I was born in Hong Kong and although I have no memory of it, took my first plane ride to Manila at forty-days old and grew up in the middle of coconut trees, pandesal and OPM (Original Pinoy Music). Moving to Hong Kong at the age of fifteen, I completed my BA and MPhil degrees in History at the Hong Kong Baptist University. I currently reside in Bristol where I am a PhD student at the University of Bristol under the Hong Kong History Project. Supervised by Robert Bickers, my thesis focuses on the Portuguese community in colonial Hong Kong, specifically on questions of administration, race and identity.
Growing up in two very different Asian cities has certainly sparked my interest in identity formation and mixed-race communities. Manila always will contain pieces of my laid-back childhood and schizophrenic Filipino, Taiwanese and Fukien education. Hong Kong was initially a challenge linguistically and culturally but my experience there has made me who I am today. I constantly find myself caught between two worlds (and now, perhaps three) and the Portuguese in my thesis similarly existed in multiple worlds situated in Lisbon, Goa, Macao and Hong Kong and later Osaka and/or Manila. In Hong Kong, they straddled between the Asian and European worlds and some fought in challenging the color bar set by the British administration. The Portuguese experience sheds light on identity negotiation. It reminds us that simultaneously, identity is race, culture, memories and policies; spaces, places, smells and sounds; assurance, self-doubt, confidence and conflict. As a melting pot and a flourishing port city, Hong Kong offered quite an urban space for racial debates and identity reconstruction during the colonial period.

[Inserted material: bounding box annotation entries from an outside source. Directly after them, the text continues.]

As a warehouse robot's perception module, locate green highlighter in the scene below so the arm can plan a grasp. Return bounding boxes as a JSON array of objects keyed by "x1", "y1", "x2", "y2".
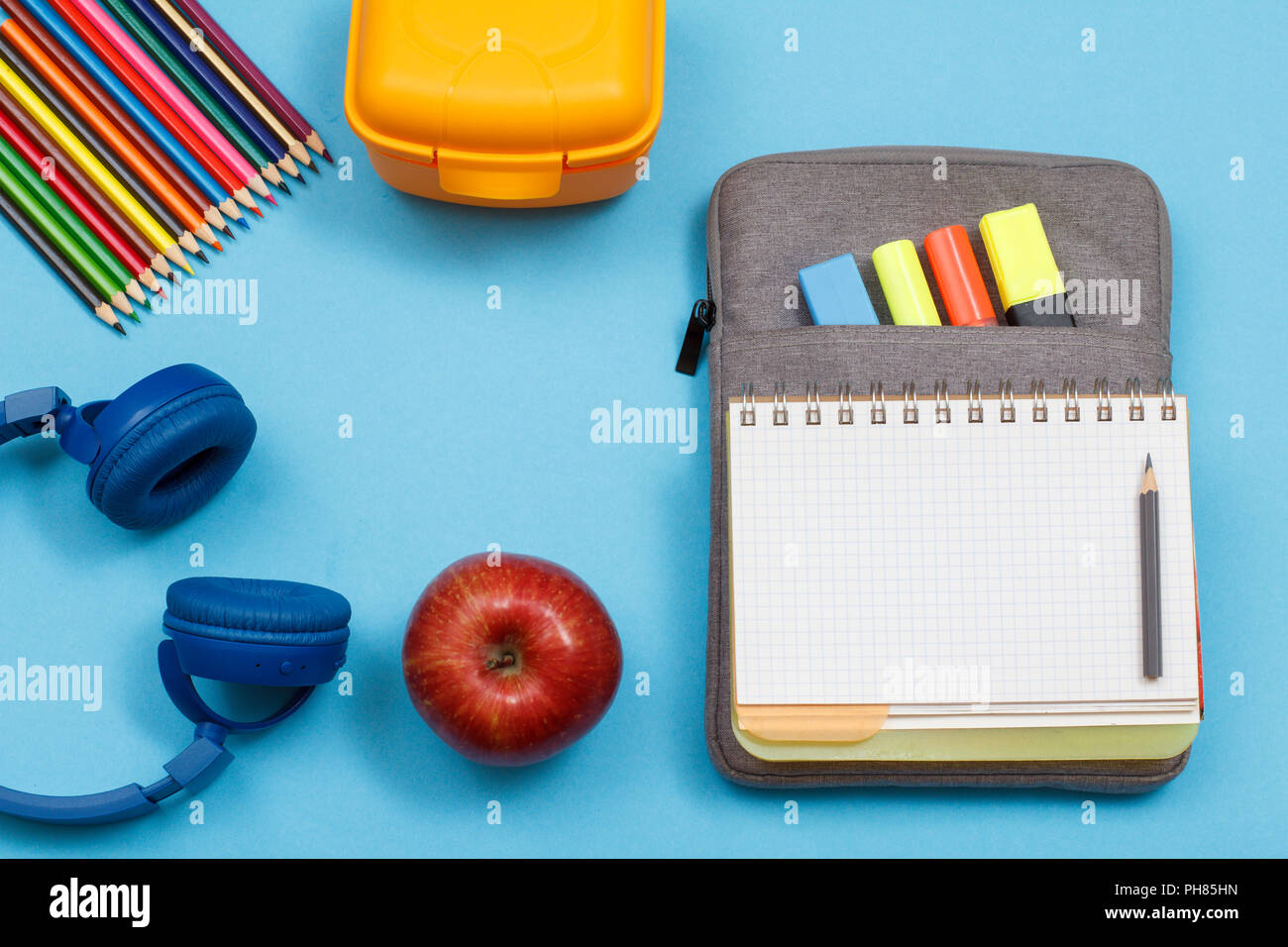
[{"x1": 872, "y1": 240, "x2": 943, "y2": 326}]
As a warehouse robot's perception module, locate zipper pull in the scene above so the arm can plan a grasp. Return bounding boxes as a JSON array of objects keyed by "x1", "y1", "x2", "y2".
[{"x1": 675, "y1": 299, "x2": 716, "y2": 374}]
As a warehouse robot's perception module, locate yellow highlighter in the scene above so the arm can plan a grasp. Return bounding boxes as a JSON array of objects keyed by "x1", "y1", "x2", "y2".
[
  {"x1": 979, "y1": 204, "x2": 1073, "y2": 326},
  {"x1": 872, "y1": 240, "x2": 941, "y2": 326}
]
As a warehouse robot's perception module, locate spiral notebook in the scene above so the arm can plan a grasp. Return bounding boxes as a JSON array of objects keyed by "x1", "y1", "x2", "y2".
[{"x1": 728, "y1": 382, "x2": 1201, "y2": 740}]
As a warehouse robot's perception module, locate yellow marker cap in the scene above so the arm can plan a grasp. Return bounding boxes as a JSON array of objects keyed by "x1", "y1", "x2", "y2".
[
  {"x1": 979, "y1": 204, "x2": 1064, "y2": 309},
  {"x1": 872, "y1": 240, "x2": 941, "y2": 326}
]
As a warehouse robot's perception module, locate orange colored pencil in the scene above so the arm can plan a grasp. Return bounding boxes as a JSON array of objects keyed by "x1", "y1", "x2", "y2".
[{"x1": 0, "y1": 20, "x2": 215, "y2": 246}]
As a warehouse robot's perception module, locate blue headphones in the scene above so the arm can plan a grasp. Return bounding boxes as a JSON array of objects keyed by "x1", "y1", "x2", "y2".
[{"x1": 0, "y1": 365, "x2": 351, "y2": 824}]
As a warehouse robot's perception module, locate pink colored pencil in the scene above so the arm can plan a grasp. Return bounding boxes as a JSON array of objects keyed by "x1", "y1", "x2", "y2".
[
  {"x1": 174, "y1": 0, "x2": 335, "y2": 163},
  {"x1": 71, "y1": 0, "x2": 275, "y2": 204}
]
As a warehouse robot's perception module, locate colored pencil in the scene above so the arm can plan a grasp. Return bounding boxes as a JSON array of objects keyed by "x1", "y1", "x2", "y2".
[
  {"x1": 0, "y1": 21, "x2": 225, "y2": 246},
  {"x1": 0, "y1": 126, "x2": 149, "y2": 305},
  {"x1": 0, "y1": 32, "x2": 215, "y2": 257},
  {"x1": 0, "y1": 53, "x2": 192, "y2": 273},
  {"x1": 0, "y1": 100, "x2": 163, "y2": 295},
  {"x1": 0, "y1": 0, "x2": 229, "y2": 245},
  {"x1": 8, "y1": 0, "x2": 248, "y2": 227},
  {"x1": 67, "y1": 0, "x2": 273, "y2": 201},
  {"x1": 104, "y1": 0, "x2": 299, "y2": 194},
  {"x1": 41, "y1": 0, "x2": 263, "y2": 217},
  {"x1": 152, "y1": 0, "x2": 317, "y2": 171},
  {"x1": 174, "y1": 0, "x2": 335, "y2": 163},
  {"x1": 0, "y1": 154, "x2": 134, "y2": 316},
  {"x1": 0, "y1": 185, "x2": 125, "y2": 335},
  {"x1": 0, "y1": 87, "x2": 177, "y2": 282},
  {"x1": 117, "y1": 0, "x2": 300, "y2": 187},
  {"x1": 1140, "y1": 455, "x2": 1163, "y2": 678}
]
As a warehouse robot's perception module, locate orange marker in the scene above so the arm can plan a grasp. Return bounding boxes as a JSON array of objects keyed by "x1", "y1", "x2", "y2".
[{"x1": 924, "y1": 224, "x2": 997, "y2": 326}]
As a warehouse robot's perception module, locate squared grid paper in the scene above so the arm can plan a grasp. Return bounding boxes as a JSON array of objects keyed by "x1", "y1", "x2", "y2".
[{"x1": 728, "y1": 395, "x2": 1198, "y2": 710}]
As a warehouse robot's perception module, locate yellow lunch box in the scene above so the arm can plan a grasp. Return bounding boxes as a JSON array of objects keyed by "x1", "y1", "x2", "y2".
[{"x1": 344, "y1": 0, "x2": 666, "y2": 207}]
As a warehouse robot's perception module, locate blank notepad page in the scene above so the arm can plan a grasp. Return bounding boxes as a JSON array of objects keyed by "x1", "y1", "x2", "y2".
[{"x1": 728, "y1": 397, "x2": 1198, "y2": 707}]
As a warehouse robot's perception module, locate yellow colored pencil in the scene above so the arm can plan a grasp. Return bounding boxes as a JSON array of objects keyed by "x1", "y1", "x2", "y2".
[{"x1": 0, "y1": 54, "x2": 192, "y2": 273}]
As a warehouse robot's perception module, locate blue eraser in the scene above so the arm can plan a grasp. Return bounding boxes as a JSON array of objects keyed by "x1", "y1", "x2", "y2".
[{"x1": 800, "y1": 254, "x2": 877, "y2": 326}]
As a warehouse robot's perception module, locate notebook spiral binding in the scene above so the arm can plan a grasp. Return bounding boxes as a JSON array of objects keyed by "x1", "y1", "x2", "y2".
[{"x1": 738, "y1": 377, "x2": 1176, "y2": 428}]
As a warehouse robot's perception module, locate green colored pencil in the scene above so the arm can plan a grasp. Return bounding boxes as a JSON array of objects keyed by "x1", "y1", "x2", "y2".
[
  {"x1": 0, "y1": 154, "x2": 138, "y2": 318},
  {"x1": 0, "y1": 127, "x2": 147, "y2": 304}
]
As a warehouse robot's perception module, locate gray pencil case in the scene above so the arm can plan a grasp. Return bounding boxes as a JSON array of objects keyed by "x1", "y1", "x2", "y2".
[{"x1": 682, "y1": 147, "x2": 1189, "y2": 792}]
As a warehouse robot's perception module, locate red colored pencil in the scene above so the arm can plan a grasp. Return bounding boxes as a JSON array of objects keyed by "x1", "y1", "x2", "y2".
[
  {"x1": 0, "y1": 82, "x2": 177, "y2": 282},
  {"x1": 174, "y1": 0, "x2": 335, "y2": 163},
  {"x1": 0, "y1": 0, "x2": 241, "y2": 237},
  {"x1": 49, "y1": 0, "x2": 265, "y2": 217}
]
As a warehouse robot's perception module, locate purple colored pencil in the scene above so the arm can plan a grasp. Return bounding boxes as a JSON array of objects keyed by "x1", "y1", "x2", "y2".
[{"x1": 171, "y1": 0, "x2": 335, "y2": 163}]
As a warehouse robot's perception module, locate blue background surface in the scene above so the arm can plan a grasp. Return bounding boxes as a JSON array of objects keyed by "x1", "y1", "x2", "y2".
[{"x1": 0, "y1": 0, "x2": 1288, "y2": 857}]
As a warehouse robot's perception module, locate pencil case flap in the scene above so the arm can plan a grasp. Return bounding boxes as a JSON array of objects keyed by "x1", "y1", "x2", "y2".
[{"x1": 705, "y1": 147, "x2": 1189, "y2": 792}]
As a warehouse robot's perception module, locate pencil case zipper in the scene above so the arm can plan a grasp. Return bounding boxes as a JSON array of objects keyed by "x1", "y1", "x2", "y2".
[{"x1": 675, "y1": 266, "x2": 716, "y2": 374}]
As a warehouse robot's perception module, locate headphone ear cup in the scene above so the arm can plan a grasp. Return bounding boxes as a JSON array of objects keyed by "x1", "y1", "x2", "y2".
[
  {"x1": 89, "y1": 384, "x2": 255, "y2": 530},
  {"x1": 163, "y1": 578, "x2": 352, "y2": 685}
]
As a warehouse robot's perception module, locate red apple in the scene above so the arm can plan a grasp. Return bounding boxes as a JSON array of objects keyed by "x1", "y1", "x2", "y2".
[{"x1": 402, "y1": 553, "x2": 622, "y2": 767}]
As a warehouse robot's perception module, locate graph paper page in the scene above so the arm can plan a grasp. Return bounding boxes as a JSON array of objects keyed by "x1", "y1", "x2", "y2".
[{"x1": 728, "y1": 388, "x2": 1198, "y2": 704}]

Hong Kong is at present in a scramble to find a collective identity. This has led to a rapid deconstruction of Hong Kong history and a re-interpretation of historical events and of architectural heritage. I believe it is equally crucial to understand both the city’s past and its contemporary imaginations of ‘Hong Kong.’ Like identity, there should always be an accurate past to forge a new and hopefully, stronger identity. With my current and future projects, I wish to contribute to Hong Kong’s search for an identity, particularly in preserving the past as a foundation in understanding ‘Hong Kong’ and its recent transformations. I look forward to writing for the Hong Kong History Project and exchanging views with readers from all around the world.